Google's Webmaster guidelines state
Allow search bots to crawl your sites without session IDs or arguments that track their path through the site. These techniques are useful for tracking individual user behavior, but the access pattern of bots is entirely different. Using these techniques may result in incomplete indexing of your site, as bots may not be able to eliminate URLs that look different but actually point to the same page.
My ASP.NET 1.1 site uses custom authentication/authorization and relies pretty heavily on session guids (similar to this approach). I'm worried that allowing non-session tracked traffic will either break my existing code or introduce security vulnerabilities.
What best practices are there for allowing non-session tracked bots to crawl a normally session tracked site? And are there any ways of detecting search bots other than inspecting the user agent (i don't want people to spoof themselves as googlebot to get around my session tracking)?
The correct way to detect bots is by host entry (Dns.GetHostEntry
). Some lame robots require you to track by ip address, but the popular ones generally don't. Googlebot requests come from *.googlebot.com. After you get the host entry, you should check in the IPHostEntry.AddressList
to make sure it contains the original ip address.
Do not even look at the user agent when verifying robots.
See also http://googlewebmastercentral.blogspot.com/2006/09/how-to-verify-googlebot.html
First of all: We had some issues with simply stripping JSESSIONIDs from responses to known search engines. Most notably, creating a new session for each request caused OutOfMemoryErrors (while you're not using Java, keeping state for thousands of active sessions certainly is a problem for most or all servers/frameworks). This might be solved by reducing session timeout (for bot sessions only - if possible). So if you'd like to go down this path, be warned. And if you do, no need to do DNS lookups. You aren't protecting anything valuable here (compared to Google's First Click Free for instance). If somebody pretends to be a bot that should normally be fine.
Instead, I'd rather suggest to keep tracking sessions (using URL parameters as a fallback for cookies) and add a canonical link tag (<link rel="canonical" href="..." />
, obviously without the session id itself) to each page. See "Make Google Ignore JSESSIONID" or an extensive video featuring Matt Cutts for discussion. Adding this tag isn't very intrusive and could possibly be considered good practice anyway. So basically you would end without any dedicated handling of search engine spiders - which certainly is a Good Thing (tm).
I believe, your approach to the problem is not quite right. You shouldn't rely on session tracking mechanism to decide on access rights, to log malicious users, to detect bots etc.
If you don't want arbitrary users to access certain pages, you should use authentication and authorization. If arbitrary users are allowed to access the page at all, they should be allowed to do it without any session ID (as if it is the first page they visit) - so, the bots will also be able to crwal these pages without any problems.
Malicious users, most likely, could circumvent your session tracking by not using (or tweaking) cookies, referers, URL parameters etc. So, session tracking could not be reliably used here, do just plain logging of any request with its originating IP. Later you could analyze the collected data to detect suspicious activity, try to find users with multiple IPs etc. These analysis is complex and should not be done at runtime.

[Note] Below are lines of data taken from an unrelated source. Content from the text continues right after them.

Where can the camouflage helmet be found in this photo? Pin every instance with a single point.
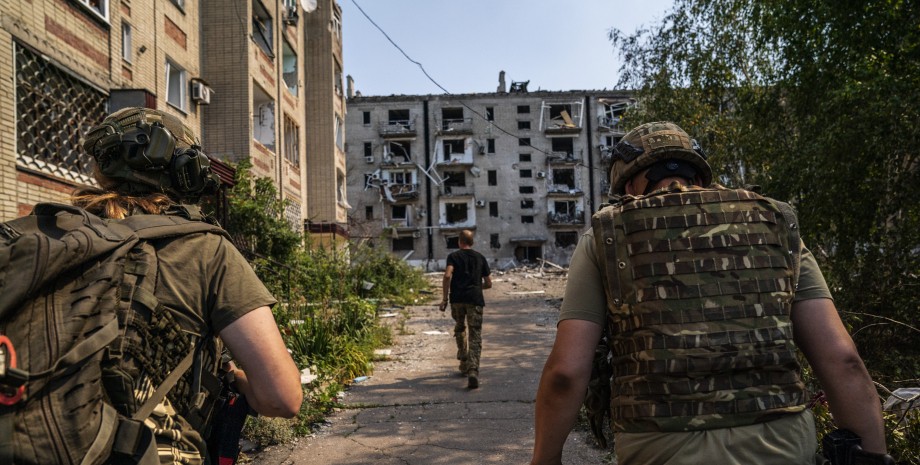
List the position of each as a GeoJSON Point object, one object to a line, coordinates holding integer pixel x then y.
{"type": "Point", "coordinates": [141, 150]}
{"type": "Point", "coordinates": [649, 144]}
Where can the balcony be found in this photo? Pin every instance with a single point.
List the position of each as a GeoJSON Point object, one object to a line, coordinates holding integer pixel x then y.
{"type": "Point", "coordinates": [565, 219]}
{"type": "Point", "coordinates": [452, 127]}
{"type": "Point", "coordinates": [397, 129]}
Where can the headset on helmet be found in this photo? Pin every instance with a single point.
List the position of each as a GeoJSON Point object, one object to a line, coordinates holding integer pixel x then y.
{"type": "Point", "coordinates": [146, 150]}
{"type": "Point", "coordinates": [651, 143]}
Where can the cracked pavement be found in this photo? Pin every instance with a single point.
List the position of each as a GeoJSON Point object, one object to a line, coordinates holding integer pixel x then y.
{"type": "Point", "coordinates": [415, 408]}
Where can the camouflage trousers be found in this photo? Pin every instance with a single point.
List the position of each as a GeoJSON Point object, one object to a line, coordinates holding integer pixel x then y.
{"type": "Point", "coordinates": [468, 334]}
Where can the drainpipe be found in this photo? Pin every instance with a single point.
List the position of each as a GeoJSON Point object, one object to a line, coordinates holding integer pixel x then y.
{"type": "Point", "coordinates": [590, 156]}
{"type": "Point", "coordinates": [428, 221]}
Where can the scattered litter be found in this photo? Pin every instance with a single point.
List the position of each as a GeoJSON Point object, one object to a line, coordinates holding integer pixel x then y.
{"type": "Point", "coordinates": [306, 377]}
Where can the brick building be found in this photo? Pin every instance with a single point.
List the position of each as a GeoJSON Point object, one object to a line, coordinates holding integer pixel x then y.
{"type": "Point", "coordinates": [234, 71]}
{"type": "Point", "coordinates": [524, 170]}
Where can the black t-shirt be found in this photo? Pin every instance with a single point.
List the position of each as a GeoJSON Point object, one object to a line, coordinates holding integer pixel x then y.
{"type": "Point", "coordinates": [466, 283]}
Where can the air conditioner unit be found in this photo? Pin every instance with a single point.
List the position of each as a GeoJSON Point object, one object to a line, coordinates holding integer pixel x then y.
{"type": "Point", "coordinates": [201, 93]}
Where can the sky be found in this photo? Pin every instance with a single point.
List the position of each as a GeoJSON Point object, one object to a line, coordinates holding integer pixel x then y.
{"type": "Point", "coordinates": [464, 44]}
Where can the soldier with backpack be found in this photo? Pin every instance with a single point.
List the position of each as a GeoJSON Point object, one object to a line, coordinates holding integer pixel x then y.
{"type": "Point", "coordinates": [707, 294]}
{"type": "Point", "coordinates": [115, 311]}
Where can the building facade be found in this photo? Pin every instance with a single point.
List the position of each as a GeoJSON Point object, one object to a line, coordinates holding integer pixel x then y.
{"type": "Point", "coordinates": [524, 170]}
{"type": "Point", "coordinates": [233, 71]}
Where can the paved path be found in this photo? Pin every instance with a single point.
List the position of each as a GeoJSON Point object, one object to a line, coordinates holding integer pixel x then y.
{"type": "Point", "coordinates": [416, 410]}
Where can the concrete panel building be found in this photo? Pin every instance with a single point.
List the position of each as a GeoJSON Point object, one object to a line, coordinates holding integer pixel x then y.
{"type": "Point", "coordinates": [524, 170]}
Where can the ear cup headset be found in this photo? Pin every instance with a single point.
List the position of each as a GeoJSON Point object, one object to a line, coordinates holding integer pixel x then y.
{"type": "Point", "coordinates": [147, 156]}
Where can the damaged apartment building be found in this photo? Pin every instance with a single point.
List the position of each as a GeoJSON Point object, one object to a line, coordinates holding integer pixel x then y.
{"type": "Point", "coordinates": [523, 170]}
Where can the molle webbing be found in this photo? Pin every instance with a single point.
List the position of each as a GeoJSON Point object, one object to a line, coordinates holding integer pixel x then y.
{"type": "Point", "coordinates": [700, 285]}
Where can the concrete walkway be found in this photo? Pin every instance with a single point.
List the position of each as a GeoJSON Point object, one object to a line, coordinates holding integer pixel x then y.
{"type": "Point", "coordinates": [416, 410]}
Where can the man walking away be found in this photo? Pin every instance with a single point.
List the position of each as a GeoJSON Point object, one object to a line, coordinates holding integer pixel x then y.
{"type": "Point", "coordinates": [467, 274]}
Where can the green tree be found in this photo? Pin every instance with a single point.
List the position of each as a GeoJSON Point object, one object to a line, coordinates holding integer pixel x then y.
{"type": "Point", "coordinates": [817, 101]}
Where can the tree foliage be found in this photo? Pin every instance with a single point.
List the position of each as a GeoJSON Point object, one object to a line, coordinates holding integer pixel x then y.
{"type": "Point", "coordinates": [817, 101]}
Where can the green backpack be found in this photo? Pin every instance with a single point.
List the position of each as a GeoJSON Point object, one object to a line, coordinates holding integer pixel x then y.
{"type": "Point", "coordinates": [73, 285]}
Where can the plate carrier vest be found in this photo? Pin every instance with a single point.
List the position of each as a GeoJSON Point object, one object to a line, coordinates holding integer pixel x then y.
{"type": "Point", "coordinates": [699, 286]}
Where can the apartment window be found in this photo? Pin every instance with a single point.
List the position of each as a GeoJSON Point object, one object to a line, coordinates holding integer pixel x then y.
{"type": "Point", "coordinates": [126, 42]}
{"type": "Point", "coordinates": [291, 141]}
{"type": "Point", "coordinates": [566, 238]}
{"type": "Point", "coordinates": [99, 7]}
{"type": "Point", "coordinates": [402, 244]}
{"type": "Point", "coordinates": [176, 85]}
{"type": "Point", "coordinates": [263, 117]}
{"type": "Point", "coordinates": [262, 28]}
{"type": "Point", "coordinates": [289, 67]}
{"type": "Point", "coordinates": [494, 242]}
{"type": "Point", "coordinates": [52, 145]}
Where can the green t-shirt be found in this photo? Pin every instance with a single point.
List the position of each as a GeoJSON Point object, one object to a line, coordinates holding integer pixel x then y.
{"type": "Point", "coordinates": [585, 298]}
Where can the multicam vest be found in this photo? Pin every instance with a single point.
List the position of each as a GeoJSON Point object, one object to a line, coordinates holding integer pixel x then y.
{"type": "Point", "coordinates": [700, 284]}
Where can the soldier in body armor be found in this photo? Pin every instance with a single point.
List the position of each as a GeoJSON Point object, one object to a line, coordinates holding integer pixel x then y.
{"type": "Point", "coordinates": [707, 293]}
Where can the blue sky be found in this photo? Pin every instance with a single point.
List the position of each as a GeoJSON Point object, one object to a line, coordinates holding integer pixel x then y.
{"type": "Point", "coordinates": [463, 44]}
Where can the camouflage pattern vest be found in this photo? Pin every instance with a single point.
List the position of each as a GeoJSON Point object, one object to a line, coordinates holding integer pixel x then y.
{"type": "Point", "coordinates": [700, 284]}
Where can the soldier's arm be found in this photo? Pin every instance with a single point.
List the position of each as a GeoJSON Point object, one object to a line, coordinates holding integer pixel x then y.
{"type": "Point", "coordinates": [830, 351]}
{"type": "Point", "coordinates": [562, 388]}
{"type": "Point", "coordinates": [271, 381]}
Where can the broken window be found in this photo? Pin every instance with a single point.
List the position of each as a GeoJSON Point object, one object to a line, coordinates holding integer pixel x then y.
{"type": "Point", "coordinates": [564, 176]}
{"type": "Point", "coordinates": [451, 117]}
{"type": "Point", "coordinates": [263, 117]}
{"type": "Point", "coordinates": [453, 147]}
{"type": "Point", "coordinates": [401, 244]}
{"type": "Point", "coordinates": [262, 28]}
{"type": "Point", "coordinates": [456, 212]}
{"type": "Point", "coordinates": [566, 238]}
{"type": "Point", "coordinates": [564, 145]}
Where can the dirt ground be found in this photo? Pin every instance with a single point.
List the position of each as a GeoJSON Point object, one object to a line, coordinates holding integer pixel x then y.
{"type": "Point", "coordinates": [415, 408]}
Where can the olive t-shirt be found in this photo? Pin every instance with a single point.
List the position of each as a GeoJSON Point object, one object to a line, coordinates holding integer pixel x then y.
{"type": "Point", "coordinates": [585, 298]}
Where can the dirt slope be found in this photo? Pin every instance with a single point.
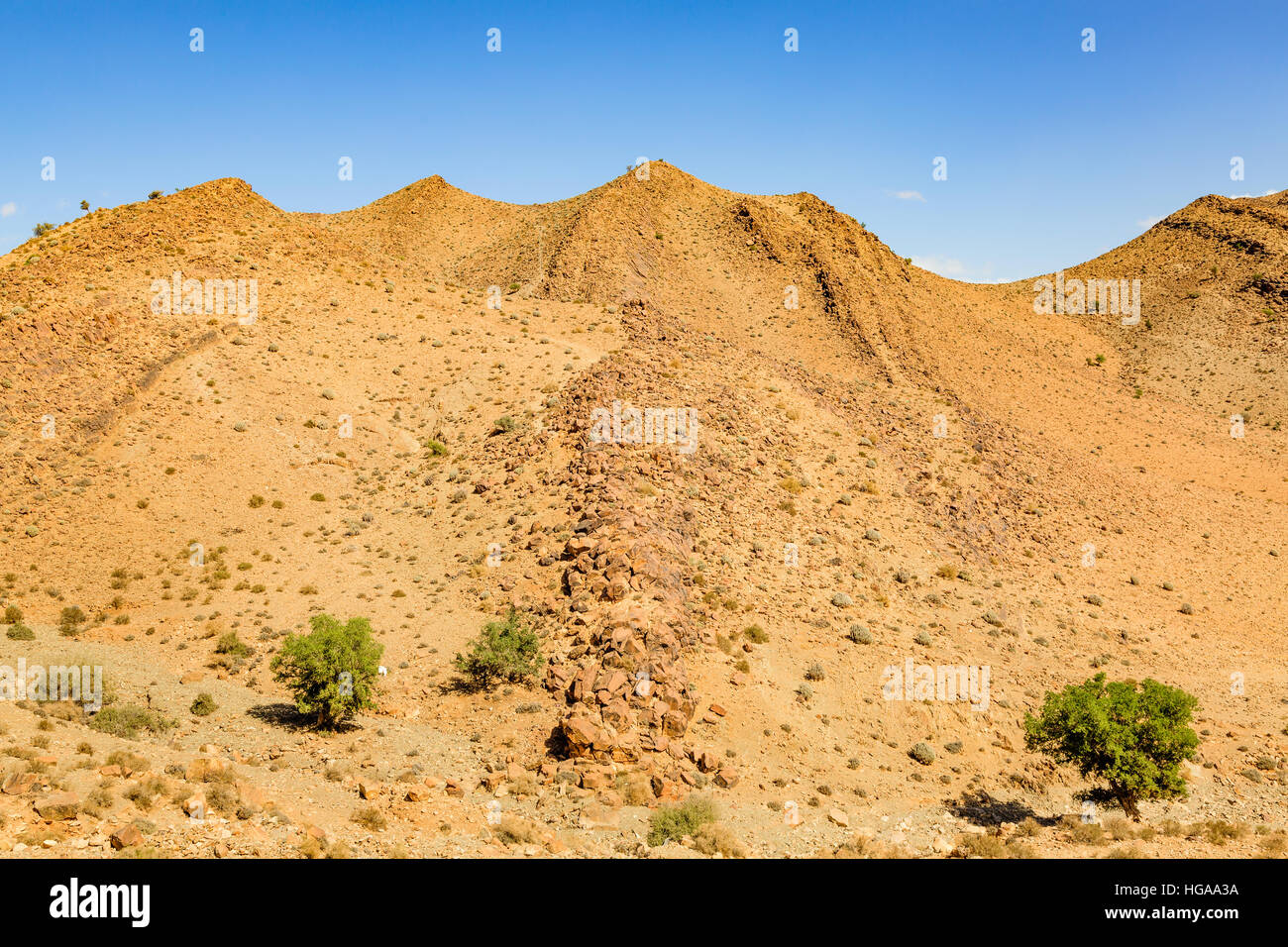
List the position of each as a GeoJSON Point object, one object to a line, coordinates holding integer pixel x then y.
{"type": "Point", "coordinates": [962, 479]}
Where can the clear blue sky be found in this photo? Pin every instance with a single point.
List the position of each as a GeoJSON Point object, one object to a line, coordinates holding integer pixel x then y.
{"type": "Point", "coordinates": [1054, 155]}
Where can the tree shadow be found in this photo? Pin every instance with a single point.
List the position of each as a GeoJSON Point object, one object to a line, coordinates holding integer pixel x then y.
{"type": "Point", "coordinates": [982, 809]}
{"type": "Point", "coordinates": [286, 716]}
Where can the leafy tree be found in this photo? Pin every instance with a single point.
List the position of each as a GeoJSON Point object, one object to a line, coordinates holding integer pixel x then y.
{"type": "Point", "coordinates": [507, 650]}
{"type": "Point", "coordinates": [1131, 735]}
{"type": "Point", "coordinates": [330, 671]}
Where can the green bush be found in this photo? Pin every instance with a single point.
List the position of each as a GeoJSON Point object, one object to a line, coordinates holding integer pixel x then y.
{"type": "Point", "coordinates": [507, 650]}
{"type": "Point", "coordinates": [230, 643]}
{"type": "Point", "coordinates": [330, 671]}
{"type": "Point", "coordinates": [71, 618]}
{"type": "Point", "coordinates": [673, 822]}
{"type": "Point", "coordinates": [1131, 735]}
{"type": "Point", "coordinates": [204, 705]}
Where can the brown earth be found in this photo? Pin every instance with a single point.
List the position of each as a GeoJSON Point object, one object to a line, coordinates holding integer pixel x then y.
{"type": "Point", "coordinates": [965, 480]}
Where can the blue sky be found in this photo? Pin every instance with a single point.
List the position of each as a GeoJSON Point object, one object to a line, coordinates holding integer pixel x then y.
{"type": "Point", "coordinates": [1054, 155]}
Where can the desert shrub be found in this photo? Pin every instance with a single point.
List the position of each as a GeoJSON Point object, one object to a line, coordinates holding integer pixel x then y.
{"type": "Point", "coordinates": [516, 831]}
{"type": "Point", "coordinates": [231, 644]}
{"type": "Point", "coordinates": [1131, 735]}
{"type": "Point", "coordinates": [1087, 834]}
{"type": "Point", "coordinates": [204, 705]}
{"type": "Point", "coordinates": [331, 671]}
{"type": "Point", "coordinates": [129, 719]}
{"type": "Point", "coordinates": [505, 650]}
{"type": "Point", "coordinates": [713, 838]}
{"type": "Point", "coordinates": [69, 620]}
{"type": "Point", "coordinates": [673, 822]}
{"type": "Point", "coordinates": [980, 847]}
{"type": "Point", "coordinates": [369, 817]}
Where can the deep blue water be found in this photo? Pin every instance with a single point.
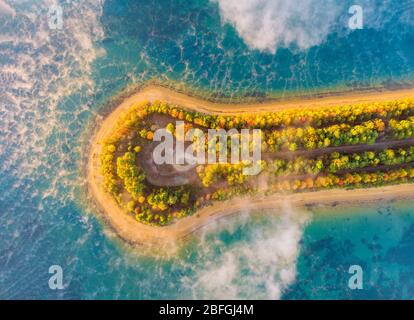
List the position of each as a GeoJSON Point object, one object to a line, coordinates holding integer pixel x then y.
{"type": "Point", "coordinates": [54, 83]}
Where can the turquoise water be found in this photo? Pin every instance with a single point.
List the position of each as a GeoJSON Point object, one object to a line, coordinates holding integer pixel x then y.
{"type": "Point", "coordinates": [54, 83]}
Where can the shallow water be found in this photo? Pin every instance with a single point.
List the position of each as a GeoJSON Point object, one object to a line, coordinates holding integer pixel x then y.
{"type": "Point", "coordinates": [55, 82]}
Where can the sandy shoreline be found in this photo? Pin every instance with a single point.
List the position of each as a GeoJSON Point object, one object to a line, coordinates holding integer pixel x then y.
{"type": "Point", "coordinates": [137, 234]}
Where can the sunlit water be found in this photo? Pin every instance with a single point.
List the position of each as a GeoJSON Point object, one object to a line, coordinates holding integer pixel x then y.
{"type": "Point", "coordinates": [55, 82]}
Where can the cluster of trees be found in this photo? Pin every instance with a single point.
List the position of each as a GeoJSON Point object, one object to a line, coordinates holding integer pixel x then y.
{"type": "Point", "coordinates": [131, 174]}
{"type": "Point", "coordinates": [107, 159]}
{"type": "Point", "coordinates": [357, 179]}
{"type": "Point", "coordinates": [336, 162]}
{"type": "Point", "coordinates": [286, 130]}
{"type": "Point", "coordinates": [403, 129]}
{"type": "Point", "coordinates": [336, 135]}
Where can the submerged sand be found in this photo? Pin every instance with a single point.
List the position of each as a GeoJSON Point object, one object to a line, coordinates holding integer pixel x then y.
{"type": "Point", "coordinates": [136, 233]}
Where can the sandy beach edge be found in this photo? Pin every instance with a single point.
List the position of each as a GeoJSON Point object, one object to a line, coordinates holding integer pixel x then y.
{"type": "Point", "coordinates": [138, 234]}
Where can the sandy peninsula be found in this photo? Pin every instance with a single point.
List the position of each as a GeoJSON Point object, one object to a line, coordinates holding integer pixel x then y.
{"type": "Point", "coordinates": [128, 229]}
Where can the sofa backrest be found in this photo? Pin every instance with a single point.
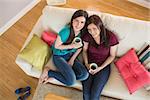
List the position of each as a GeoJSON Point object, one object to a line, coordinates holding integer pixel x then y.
{"type": "Point", "coordinates": [131, 32]}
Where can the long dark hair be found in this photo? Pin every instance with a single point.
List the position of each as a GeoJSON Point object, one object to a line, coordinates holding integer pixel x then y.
{"type": "Point", "coordinates": [78, 13]}
{"type": "Point", "coordinates": [104, 38]}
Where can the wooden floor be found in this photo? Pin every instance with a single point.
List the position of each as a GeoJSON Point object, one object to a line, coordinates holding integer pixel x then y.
{"type": "Point", "coordinates": [11, 76]}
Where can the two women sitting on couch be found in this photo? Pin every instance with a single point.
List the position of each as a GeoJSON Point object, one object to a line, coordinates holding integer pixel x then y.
{"type": "Point", "coordinates": [99, 46]}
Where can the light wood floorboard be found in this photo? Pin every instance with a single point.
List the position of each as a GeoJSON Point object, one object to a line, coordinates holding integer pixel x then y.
{"type": "Point", "coordinates": [11, 76]}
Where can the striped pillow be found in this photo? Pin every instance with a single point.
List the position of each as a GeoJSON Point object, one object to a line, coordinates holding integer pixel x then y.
{"type": "Point", "coordinates": [144, 57]}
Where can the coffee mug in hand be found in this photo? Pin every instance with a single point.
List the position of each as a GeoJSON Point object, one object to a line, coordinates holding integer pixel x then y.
{"type": "Point", "coordinates": [93, 66]}
{"type": "Point", "coordinates": [77, 40]}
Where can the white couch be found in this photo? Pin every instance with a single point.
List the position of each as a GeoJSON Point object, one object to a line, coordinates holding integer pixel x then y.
{"type": "Point", "coordinates": [131, 33]}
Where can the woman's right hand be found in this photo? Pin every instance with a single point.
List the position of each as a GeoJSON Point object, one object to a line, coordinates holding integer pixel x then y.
{"type": "Point", "coordinates": [87, 66]}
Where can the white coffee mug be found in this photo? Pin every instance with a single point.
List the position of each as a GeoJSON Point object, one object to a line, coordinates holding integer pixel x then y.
{"type": "Point", "coordinates": [77, 40]}
{"type": "Point", "coordinates": [93, 66]}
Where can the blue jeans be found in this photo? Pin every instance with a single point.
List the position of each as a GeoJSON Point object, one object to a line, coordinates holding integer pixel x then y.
{"type": "Point", "coordinates": [65, 73]}
{"type": "Point", "coordinates": [93, 86]}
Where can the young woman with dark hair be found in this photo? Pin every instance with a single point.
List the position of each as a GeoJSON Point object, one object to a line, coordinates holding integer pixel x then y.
{"type": "Point", "coordinates": [69, 69]}
{"type": "Point", "coordinates": [100, 46]}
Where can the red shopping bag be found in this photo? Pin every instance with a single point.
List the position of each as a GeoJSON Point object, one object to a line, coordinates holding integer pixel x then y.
{"type": "Point", "coordinates": [49, 37]}
{"type": "Point", "coordinates": [132, 71]}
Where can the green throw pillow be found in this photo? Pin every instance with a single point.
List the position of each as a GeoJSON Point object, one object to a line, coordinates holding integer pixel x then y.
{"type": "Point", "coordinates": [36, 52]}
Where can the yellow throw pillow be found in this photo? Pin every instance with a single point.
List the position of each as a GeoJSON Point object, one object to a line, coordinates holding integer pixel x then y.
{"type": "Point", "coordinates": [37, 52]}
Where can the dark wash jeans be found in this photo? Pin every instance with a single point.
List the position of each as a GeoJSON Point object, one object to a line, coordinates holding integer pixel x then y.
{"type": "Point", "coordinates": [68, 74]}
{"type": "Point", "coordinates": [93, 86]}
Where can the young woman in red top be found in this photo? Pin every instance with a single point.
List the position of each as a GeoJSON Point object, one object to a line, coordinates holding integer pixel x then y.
{"type": "Point", "coordinates": [100, 46]}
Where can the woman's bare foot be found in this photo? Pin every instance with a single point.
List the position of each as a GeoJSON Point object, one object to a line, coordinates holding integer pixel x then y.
{"type": "Point", "coordinates": [44, 75]}
{"type": "Point", "coordinates": [48, 80]}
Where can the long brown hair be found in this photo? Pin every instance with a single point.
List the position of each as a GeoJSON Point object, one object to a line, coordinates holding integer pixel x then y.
{"type": "Point", "coordinates": [95, 19]}
{"type": "Point", "coordinates": [78, 13]}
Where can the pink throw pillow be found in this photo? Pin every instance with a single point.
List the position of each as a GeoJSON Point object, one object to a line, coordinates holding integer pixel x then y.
{"type": "Point", "coordinates": [49, 37]}
{"type": "Point", "coordinates": [132, 71]}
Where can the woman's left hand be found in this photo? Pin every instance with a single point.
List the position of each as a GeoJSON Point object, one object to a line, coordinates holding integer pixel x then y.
{"type": "Point", "coordinates": [91, 71]}
{"type": "Point", "coordinates": [71, 62]}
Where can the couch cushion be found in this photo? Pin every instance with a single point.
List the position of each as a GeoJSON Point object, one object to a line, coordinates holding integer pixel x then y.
{"type": "Point", "coordinates": [132, 71]}
{"type": "Point", "coordinates": [36, 53]}
{"type": "Point", "coordinates": [132, 32]}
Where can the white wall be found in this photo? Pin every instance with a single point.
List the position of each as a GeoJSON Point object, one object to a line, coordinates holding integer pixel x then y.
{"type": "Point", "coordinates": [12, 10]}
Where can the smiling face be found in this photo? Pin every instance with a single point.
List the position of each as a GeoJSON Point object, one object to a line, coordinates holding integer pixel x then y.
{"type": "Point", "coordinates": [78, 23]}
{"type": "Point", "coordinates": [93, 30]}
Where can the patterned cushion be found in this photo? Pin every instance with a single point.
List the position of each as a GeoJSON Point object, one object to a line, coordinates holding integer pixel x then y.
{"type": "Point", "coordinates": [37, 53]}
{"type": "Point", "coordinates": [144, 57]}
{"type": "Point", "coordinates": [132, 71]}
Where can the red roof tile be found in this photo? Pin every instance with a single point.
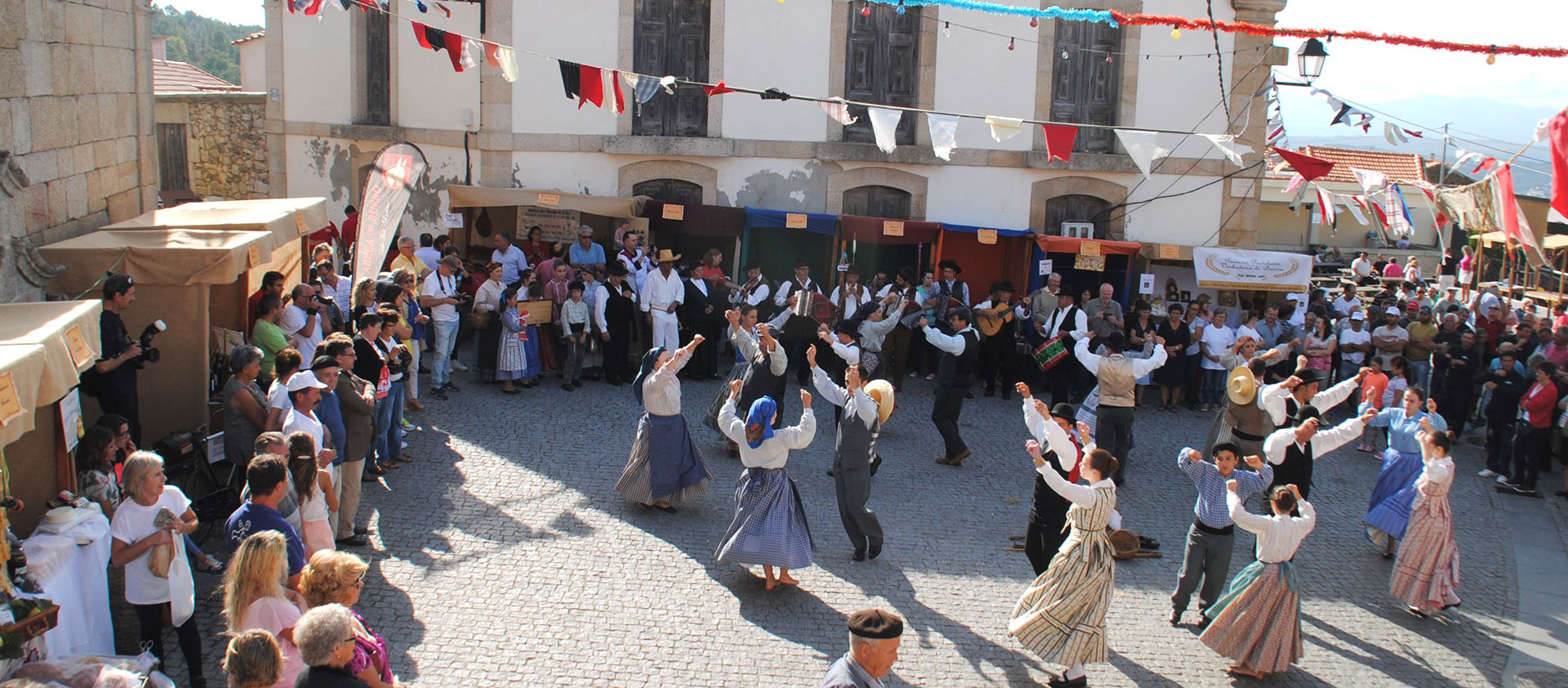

To detect bots, you could do a reverse DNS lookup on the collected IPs. Again, this could be done offline, so no performance penalty. Generally, the content of the page served should not depend whether the visitor is a bot or an unaunthenticated human user (search engines rightfully treat such behaviour as cheating).
If spoofing is your main concern, you're doing security wrong. You shouldn't give robots any more permissions than users, quite the opposite (hence why users get logins and robots get robots.txt
).
If you're going to give someone special privileges without authentication, it is inherently open for spoofing. IPs can be spoofed. Server-Client communication can be spoofed. And so on.
If you rely on tracking cookies to analyse malicious behaviour, you need to fix that. It should be easy enough to get a good understanding without requesting that the malicious user identify him/herself.
IPs aren't a good substitute for authentication, but they are good enough for grouping if cookies aren't available. Besides, you should be using more reliable means (i.e. a combination of factors) in the first place.